The superficial temporal artery (STA) is a branch of the facial artery that crosses in front of the ear and heads northward into the scalp. At a fairly predictable point above the ear it turns into a Y configuration with an anterior branches coursing across the forehead at it turns up into the scalp. It has a very snake-like course along this pattern much like many rivers going through a valley. It is not precisely known why it has this very irregular course when a straighter line would presumably suffice but there is undoubtably some developmental purpose to it.
For reasons that are equally unclear as that of its sinuous course, in some people the course of the artery becomes very apparent due to vessel dilatation. This appears to be almost exclusively in men which I assume is due to their large muscle component of the arterial walls. When exposed to any agent that causes the artery to experience increased flow, such as heat, exercise and alcohol being the common offenders, it bulges out like a thick rope producing a unique and unaesthetic feature of the temples and forehead. In men with hair the dilated artery and its dicta branches are only seen beyond the hairline. But in men who shave their heads or with very short hair, the course of the abnormal vessel may be seen all up along the ear and into the forehead.
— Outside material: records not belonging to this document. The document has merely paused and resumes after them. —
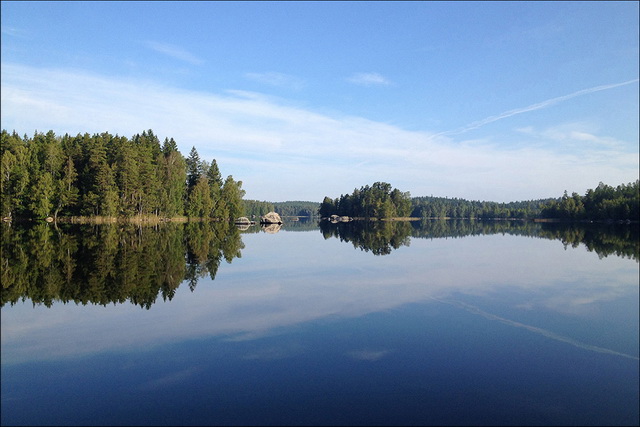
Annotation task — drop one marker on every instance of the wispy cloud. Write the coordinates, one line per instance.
(174, 52)
(369, 79)
(276, 79)
(261, 140)
(533, 107)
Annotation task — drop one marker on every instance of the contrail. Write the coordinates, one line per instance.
(543, 332)
(533, 107)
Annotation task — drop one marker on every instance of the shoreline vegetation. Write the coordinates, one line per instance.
(105, 178)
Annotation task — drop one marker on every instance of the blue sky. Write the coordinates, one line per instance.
(498, 101)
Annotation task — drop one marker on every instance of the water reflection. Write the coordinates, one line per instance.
(111, 263)
(382, 237)
(123, 262)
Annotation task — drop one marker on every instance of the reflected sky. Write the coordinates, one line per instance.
(289, 279)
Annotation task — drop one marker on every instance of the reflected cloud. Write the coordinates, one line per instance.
(309, 278)
(368, 355)
(170, 380)
(539, 331)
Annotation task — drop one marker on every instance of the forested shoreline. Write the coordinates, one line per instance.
(380, 201)
(102, 177)
(105, 175)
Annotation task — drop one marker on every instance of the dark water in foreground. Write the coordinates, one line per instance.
(442, 323)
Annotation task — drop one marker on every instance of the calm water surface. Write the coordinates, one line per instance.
(439, 324)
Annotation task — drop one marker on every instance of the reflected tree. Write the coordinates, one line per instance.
(114, 263)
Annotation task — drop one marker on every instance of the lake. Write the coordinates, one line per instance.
(394, 323)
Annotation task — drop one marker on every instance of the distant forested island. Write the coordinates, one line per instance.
(381, 201)
(112, 176)
(105, 175)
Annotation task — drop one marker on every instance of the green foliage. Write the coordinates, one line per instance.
(296, 208)
(376, 201)
(110, 175)
(602, 203)
(256, 209)
(442, 207)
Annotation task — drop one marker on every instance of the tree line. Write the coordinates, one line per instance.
(602, 203)
(256, 208)
(380, 201)
(110, 175)
(376, 201)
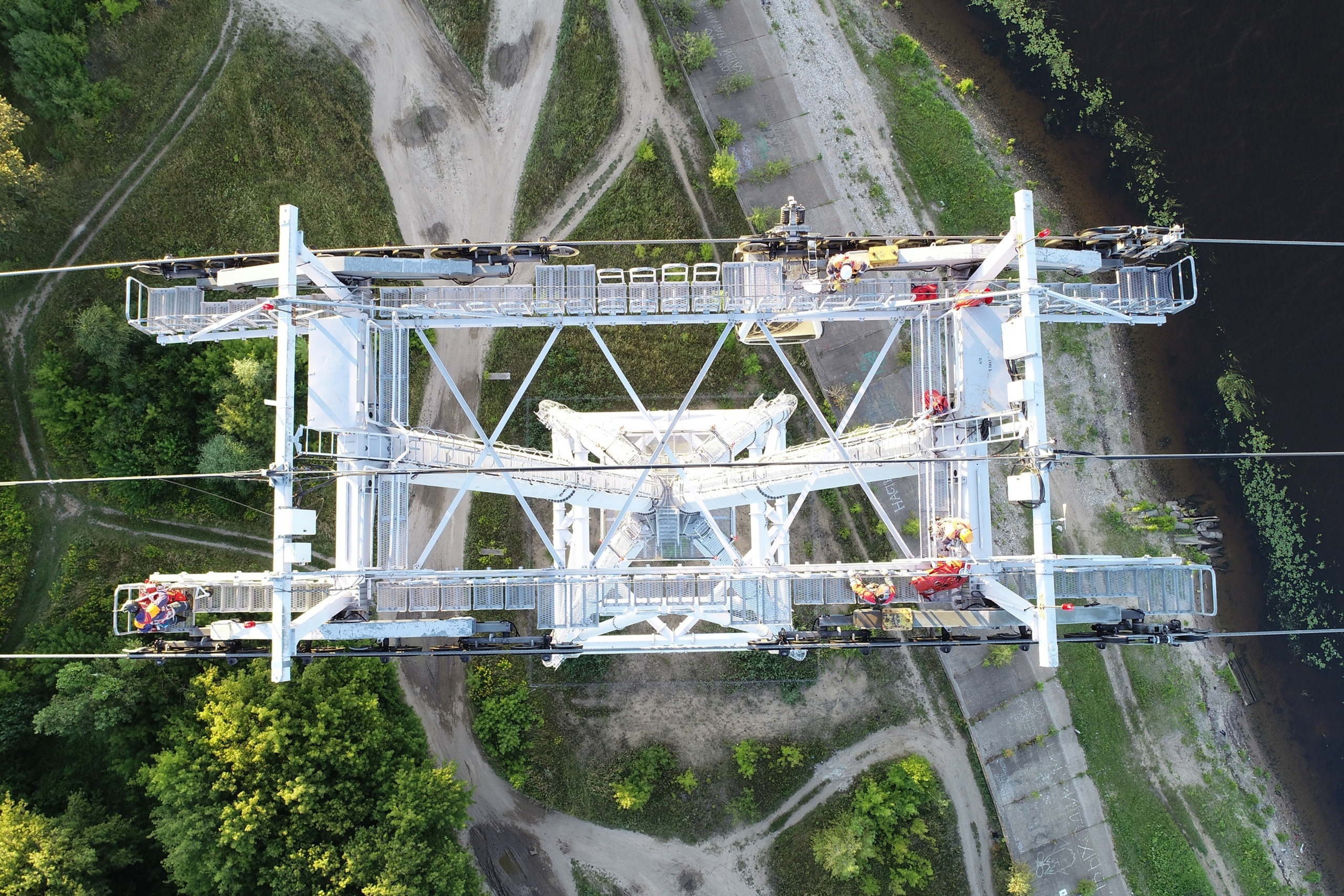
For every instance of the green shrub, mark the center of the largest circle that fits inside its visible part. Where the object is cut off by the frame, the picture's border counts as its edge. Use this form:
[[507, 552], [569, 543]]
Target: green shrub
[[736, 82], [694, 49], [503, 715], [723, 172], [742, 809], [768, 171], [642, 774], [748, 753], [319, 785], [679, 13], [582, 105], [882, 823], [1021, 879], [728, 133]]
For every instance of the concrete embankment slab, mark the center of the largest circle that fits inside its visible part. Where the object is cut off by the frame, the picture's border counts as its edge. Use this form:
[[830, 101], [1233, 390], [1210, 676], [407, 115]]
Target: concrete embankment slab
[[1027, 715], [1037, 767], [1050, 810]]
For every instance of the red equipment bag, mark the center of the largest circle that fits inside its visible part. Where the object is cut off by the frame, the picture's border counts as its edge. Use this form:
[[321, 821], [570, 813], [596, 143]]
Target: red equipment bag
[[941, 578]]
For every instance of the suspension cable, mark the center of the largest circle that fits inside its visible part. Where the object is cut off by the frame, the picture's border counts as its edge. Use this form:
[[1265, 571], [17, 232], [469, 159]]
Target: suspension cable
[[264, 476], [188, 260]]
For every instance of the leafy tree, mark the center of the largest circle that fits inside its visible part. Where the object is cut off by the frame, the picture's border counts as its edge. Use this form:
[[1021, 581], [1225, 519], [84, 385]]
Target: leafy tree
[[748, 753], [723, 172], [642, 774], [881, 829], [58, 856], [322, 785], [49, 44], [729, 132], [18, 179], [695, 49], [503, 716]]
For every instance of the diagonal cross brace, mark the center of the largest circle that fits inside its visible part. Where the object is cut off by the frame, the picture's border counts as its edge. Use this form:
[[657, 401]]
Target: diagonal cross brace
[[835, 440], [480, 461], [490, 448], [667, 437], [673, 457], [844, 424]]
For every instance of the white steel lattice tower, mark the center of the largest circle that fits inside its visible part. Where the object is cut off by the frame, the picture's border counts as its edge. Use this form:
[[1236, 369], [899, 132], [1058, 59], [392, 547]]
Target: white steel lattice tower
[[649, 532]]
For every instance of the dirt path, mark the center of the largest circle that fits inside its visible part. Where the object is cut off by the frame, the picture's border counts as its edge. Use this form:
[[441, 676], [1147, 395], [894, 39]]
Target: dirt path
[[89, 229], [643, 108], [730, 864]]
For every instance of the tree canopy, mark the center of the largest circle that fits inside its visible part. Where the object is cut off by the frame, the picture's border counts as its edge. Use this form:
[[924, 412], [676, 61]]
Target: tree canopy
[[879, 832], [319, 786]]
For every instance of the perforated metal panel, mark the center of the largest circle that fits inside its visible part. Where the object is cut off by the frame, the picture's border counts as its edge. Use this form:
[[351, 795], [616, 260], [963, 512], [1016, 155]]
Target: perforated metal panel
[[394, 499]]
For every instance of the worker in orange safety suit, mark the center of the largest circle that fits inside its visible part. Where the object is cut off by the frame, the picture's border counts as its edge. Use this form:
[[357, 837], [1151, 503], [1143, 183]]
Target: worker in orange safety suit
[[155, 608]]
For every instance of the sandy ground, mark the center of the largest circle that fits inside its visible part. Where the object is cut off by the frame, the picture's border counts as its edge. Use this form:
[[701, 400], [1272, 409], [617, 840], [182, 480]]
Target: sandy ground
[[452, 152], [830, 85], [731, 864], [643, 109]]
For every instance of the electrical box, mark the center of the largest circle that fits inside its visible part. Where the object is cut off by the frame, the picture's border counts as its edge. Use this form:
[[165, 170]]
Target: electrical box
[[299, 553], [1019, 392], [1019, 339], [295, 522], [1025, 488]]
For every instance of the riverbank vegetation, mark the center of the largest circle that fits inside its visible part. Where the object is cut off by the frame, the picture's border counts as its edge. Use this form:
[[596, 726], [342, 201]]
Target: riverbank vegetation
[[1042, 58], [1153, 851], [581, 109], [133, 775], [1295, 587], [886, 833], [562, 739]]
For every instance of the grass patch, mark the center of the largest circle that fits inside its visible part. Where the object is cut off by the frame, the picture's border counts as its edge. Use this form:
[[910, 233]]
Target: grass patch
[[591, 882], [793, 870], [1227, 816], [466, 23], [112, 400], [934, 139], [1153, 852], [582, 107]]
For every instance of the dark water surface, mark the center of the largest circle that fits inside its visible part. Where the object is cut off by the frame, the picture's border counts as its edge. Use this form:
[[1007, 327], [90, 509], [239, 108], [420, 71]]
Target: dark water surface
[[1247, 102]]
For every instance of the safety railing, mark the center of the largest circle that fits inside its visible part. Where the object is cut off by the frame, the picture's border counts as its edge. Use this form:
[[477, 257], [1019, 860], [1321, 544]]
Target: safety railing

The surgical treatment for a prominent STA is ligation. While it is tempting to do so only in a most proximal location, this approach should be avoided. While I have seen cases of that being done and the patient reports some reduction in its prominence, it is not usually completely successful strategy. This is because, while all veins have valves, few arteries do. This allows the high potential for backflow coming across the scalp and back down into the distal portion of the arterial system allowing the vessel to remain prominent. This serves as the basis for a multipoint ligation approach.
In this temporal artery ligation technique, the course of the prominent STA is marked out and a proximal and two or three distal ligation points are marked. The distal locations are either at branch points or linear backflow points in the forehead and are placed in a horizontal skin crease so that the small incisions can heal in an undetectable manner.
What this temporal artery ligations approach, the success rate is higher with a much lower revision rate. There have been no instances of facial nerve injury or scalp hair loss issues.